The appellee in this case has never alleged, either in this court or in the trial court, that the delay in filing the transcript and/or transmitting the record was unreasonable or inexcusable. Indeed, he has never alleged that the delay was caused by any action or inaction on the part of the state. Consequently, he has asserted no valid ground for dismissal of the appeal. In any event, the appellee’s failure to obtain a ruling on its motion to dismiss while the matter was still within the jurisdiction of the trial court precludes appellate review of the issue. “Pursuant to now applicable [Court of Appeals] Rule 47, the trial court [is] relieved of its jurisdiction to consider objections to records or transcripts when there [is] no ruling upon such objection prior to transmittal of the record.” Turner v. Taylor, 179 Ga. App. 574 (1) (a), 575 (346 SE2d 920) (1986).

2. “Some selective enforcement is not in itself a constitutional violation. See Oyer v.
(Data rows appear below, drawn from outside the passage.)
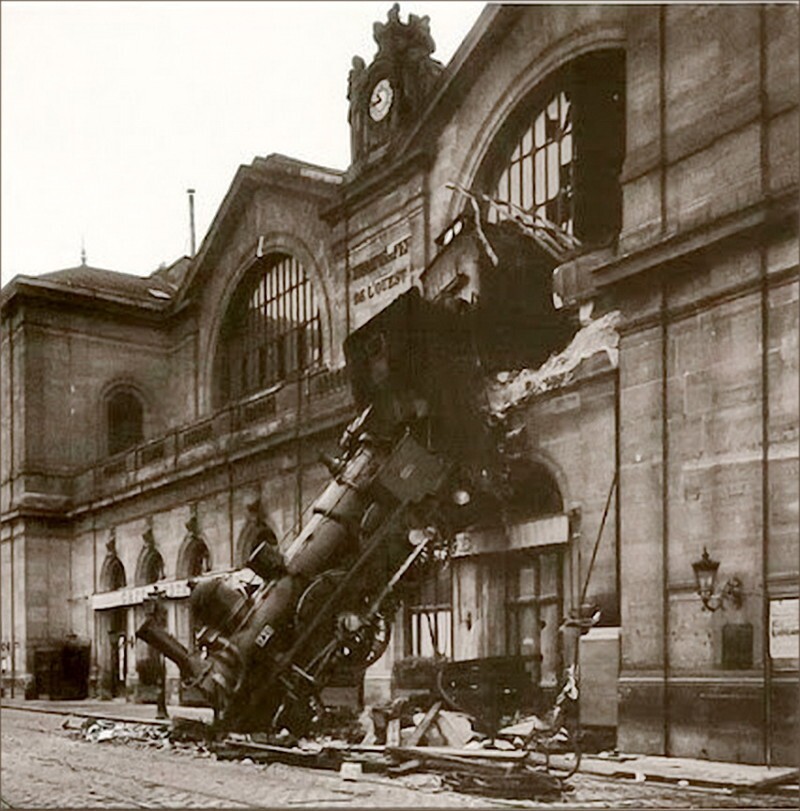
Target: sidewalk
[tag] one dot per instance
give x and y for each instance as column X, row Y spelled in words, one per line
column 639, row 768
column 117, row 709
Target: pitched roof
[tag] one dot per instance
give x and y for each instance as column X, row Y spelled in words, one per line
column 98, row 280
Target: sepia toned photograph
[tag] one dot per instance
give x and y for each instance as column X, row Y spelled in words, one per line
column 399, row 405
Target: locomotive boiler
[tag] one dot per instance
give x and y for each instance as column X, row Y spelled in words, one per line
column 325, row 605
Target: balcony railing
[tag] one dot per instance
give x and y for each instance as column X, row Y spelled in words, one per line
column 270, row 414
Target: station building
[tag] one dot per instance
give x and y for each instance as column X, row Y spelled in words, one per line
column 154, row 429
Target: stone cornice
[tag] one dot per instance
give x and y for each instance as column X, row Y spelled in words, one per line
column 779, row 211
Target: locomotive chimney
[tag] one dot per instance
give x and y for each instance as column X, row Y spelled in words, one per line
column 190, row 192
column 191, row 667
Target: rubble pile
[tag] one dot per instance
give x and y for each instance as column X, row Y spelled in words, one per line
column 401, row 740
column 512, row 388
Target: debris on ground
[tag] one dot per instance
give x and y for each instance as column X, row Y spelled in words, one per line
column 98, row 730
column 435, row 748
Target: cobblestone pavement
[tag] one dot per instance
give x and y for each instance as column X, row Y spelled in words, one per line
column 45, row 766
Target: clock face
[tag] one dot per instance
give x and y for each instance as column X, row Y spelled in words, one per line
column 380, row 100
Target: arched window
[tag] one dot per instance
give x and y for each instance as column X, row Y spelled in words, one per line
column 195, row 559
column 559, row 155
column 124, row 421
column 272, row 329
column 534, row 492
column 113, row 575
column 151, row 568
Boles [368 U. S. 448, 456 (82 SC 501, 7 LE2d 446) (1962)]. To be a constitutional violation, the selective enforcement must represent an intentional and purposeful discrimination based upon some unjustifiable standard such as race, religion, or other arbitrary classification. Snowden v. Hughes, 321 U. S. 1, 8 (64 SC 397, 88 LE 497) (1943); Oyler v. Boles, supra, p. 456.” Sabel v. State, 250 Ga. 640, 643 (300 SE2d 663) (1983). Accord Lee v. State, 177 Ga. App. 698, 700 (340 SE2d 658) (1986). “The burden [is] on [the defendant] to prove a selective prosecution by showing (1) that others generally are not prosecuted for the same misconduct, and (2) the decision to prosecute [him] was based upon impermissible *261grounds such as race, religion or exercise of constitutional rights.” Gayton v. State, 184 Ga. App. 387, 388 (361 SE2d 691) (1987). Accord Carver v. State, 185 Ga. App. 436 (3) (364 SE2d 877) (1987).

Decided September 6, 1988. James L. Webb, Solicitor, E. Duane Cooper, Assistant Solicitor, for appellant. Franklin N. Biggins, for appellee.
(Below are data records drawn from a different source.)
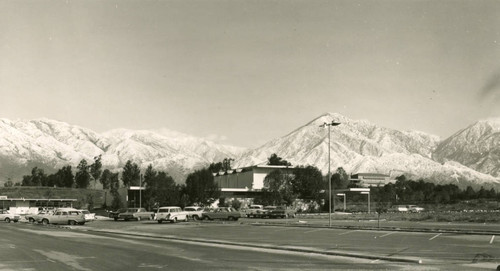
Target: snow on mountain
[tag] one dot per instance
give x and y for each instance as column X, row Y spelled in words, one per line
column 52, row 144
column 359, row 146
column 477, row 147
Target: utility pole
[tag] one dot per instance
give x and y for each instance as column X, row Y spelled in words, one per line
column 333, row 123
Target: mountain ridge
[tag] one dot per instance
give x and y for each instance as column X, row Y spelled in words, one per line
column 356, row 145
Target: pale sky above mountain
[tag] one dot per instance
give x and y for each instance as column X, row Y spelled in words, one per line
column 245, row 72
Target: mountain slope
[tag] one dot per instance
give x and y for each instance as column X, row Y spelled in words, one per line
column 51, row 145
column 359, row 146
column 477, row 147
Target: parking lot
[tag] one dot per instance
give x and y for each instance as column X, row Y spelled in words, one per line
column 432, row 248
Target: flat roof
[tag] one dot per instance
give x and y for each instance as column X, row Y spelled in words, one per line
column 23, row 199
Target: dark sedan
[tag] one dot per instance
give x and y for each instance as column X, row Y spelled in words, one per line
column 226, row 213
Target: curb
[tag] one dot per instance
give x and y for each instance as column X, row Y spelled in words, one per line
column 266, row 246
column 455, row 231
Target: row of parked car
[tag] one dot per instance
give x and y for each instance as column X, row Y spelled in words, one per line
column 260, row 211
column 69, row 216
column 174, row 214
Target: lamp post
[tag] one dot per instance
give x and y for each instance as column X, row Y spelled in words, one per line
column 343, row 195
column 333, row 123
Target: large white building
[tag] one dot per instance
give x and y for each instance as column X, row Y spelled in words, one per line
column 244, row 182
column 371, row 179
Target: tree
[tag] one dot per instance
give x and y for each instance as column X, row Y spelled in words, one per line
column 131, row 174
column 201, row 187
column 114, row 185
column 275, row 160
column 65, row 177
column 308, row 183
column 105, row 180
column 221, row 166
column 278, row 184
column 82, row 176
column 37, row 178
column 96, row 169
column 340, row 179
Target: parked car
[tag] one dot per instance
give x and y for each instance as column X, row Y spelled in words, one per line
column 114, row 214
column 32, row 218
column 254, row 210
column 227, row 213
column 6, row 216
column 62, row 216
column 134, row 214
column 414, row 209
column 399, row 208
column 194, row 212
column 89, row 217
column 265, row 212
column 282, row 212
column 170, row 213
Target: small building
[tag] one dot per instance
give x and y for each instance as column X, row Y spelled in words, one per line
column 244, row 182
column 24, row 206
column 371, row 179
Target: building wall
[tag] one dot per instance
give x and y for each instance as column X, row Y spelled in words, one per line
column 252, row 179
column 235, row 180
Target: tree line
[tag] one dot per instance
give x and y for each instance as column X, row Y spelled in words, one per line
column 282, row 186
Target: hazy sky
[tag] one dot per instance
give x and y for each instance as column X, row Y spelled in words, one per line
column 245, row 72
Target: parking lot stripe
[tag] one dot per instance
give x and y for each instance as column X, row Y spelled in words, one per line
column 387, row 234
column 435, row 236
column 313, row 230
column 348, row 232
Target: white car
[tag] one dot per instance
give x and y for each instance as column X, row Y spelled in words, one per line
column 170, row 213
column 194, row 212
column 6, row 216
column 415, row 209
column 89, row 217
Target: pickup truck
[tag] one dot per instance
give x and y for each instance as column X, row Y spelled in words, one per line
column 62, row 216
column 134, row 214
column 194, row 212
column 254, row 211
column 170, row 213
column 282, row 212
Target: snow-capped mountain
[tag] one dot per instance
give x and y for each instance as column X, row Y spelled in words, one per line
column 477, row 147
column 357, row 146
column 52, row 144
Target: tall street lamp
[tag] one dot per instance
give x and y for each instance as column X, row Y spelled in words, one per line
column 333, row 123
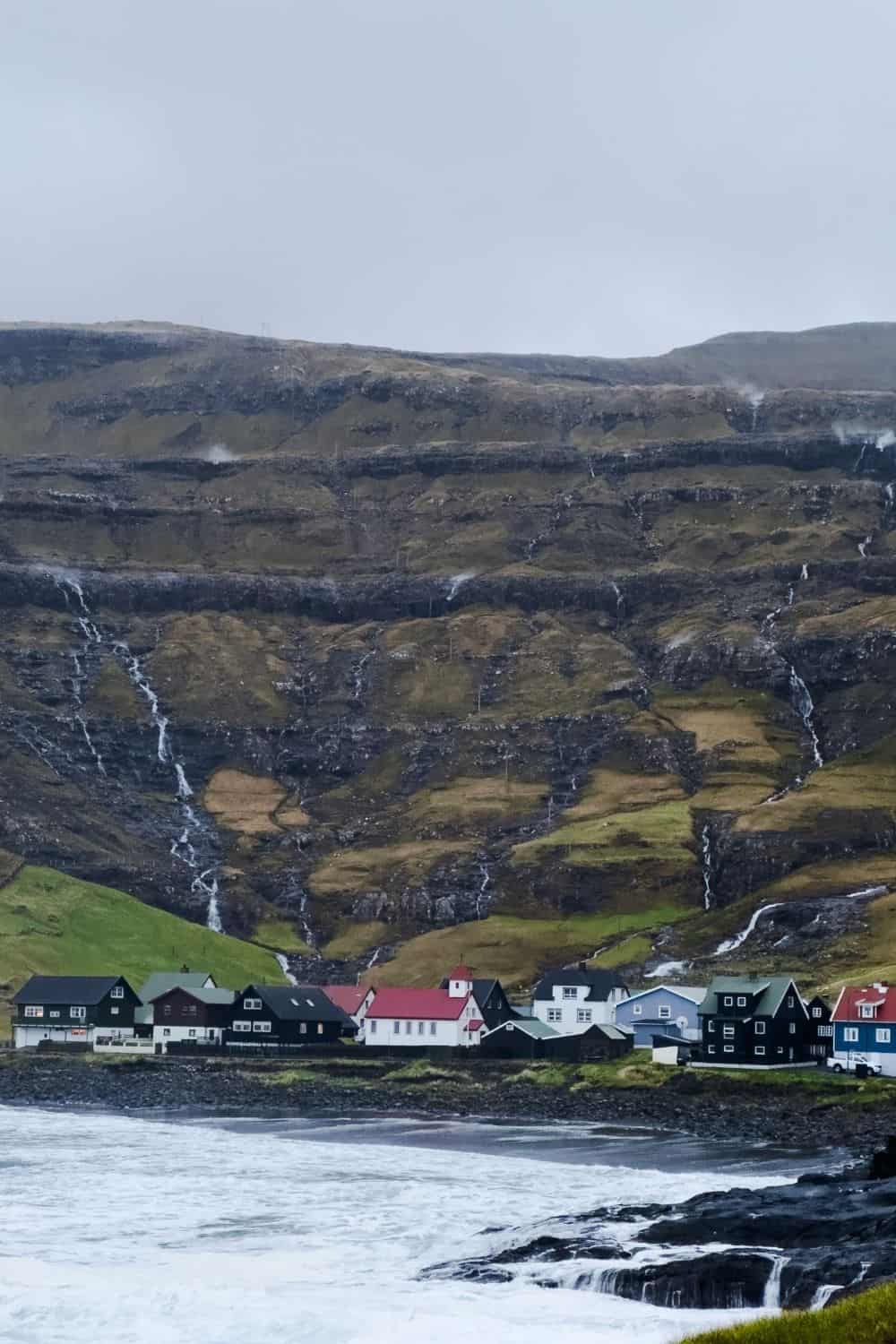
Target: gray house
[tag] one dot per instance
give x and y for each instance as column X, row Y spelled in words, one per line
column 668, row 1010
Although the appellee established without dispute that no other bondsmen had been prosecuted in connection with the use of the “burnout” system, no evidence was introduced tending to show that the decision to prosecute him was based upon invidious discrimination or upon a desire to punish him for the exercise of his legal rights. Thus, while the appellee may have established an uncontroverted defense to the solicitation charge by showing that it was the official policy of the jail to allow bondsmen to solicit business from newly admitted inmates (see generally OCGA § 16-3-25; McDonald v. State, 156 Ga. App. 143 (4) (273 SE2d 881) (1980)), no basis was shown for dismissal of the charge on grounds of selective prosecution.

Judgment reversed.

Birdsong, C. J., and Beasley, J., concur.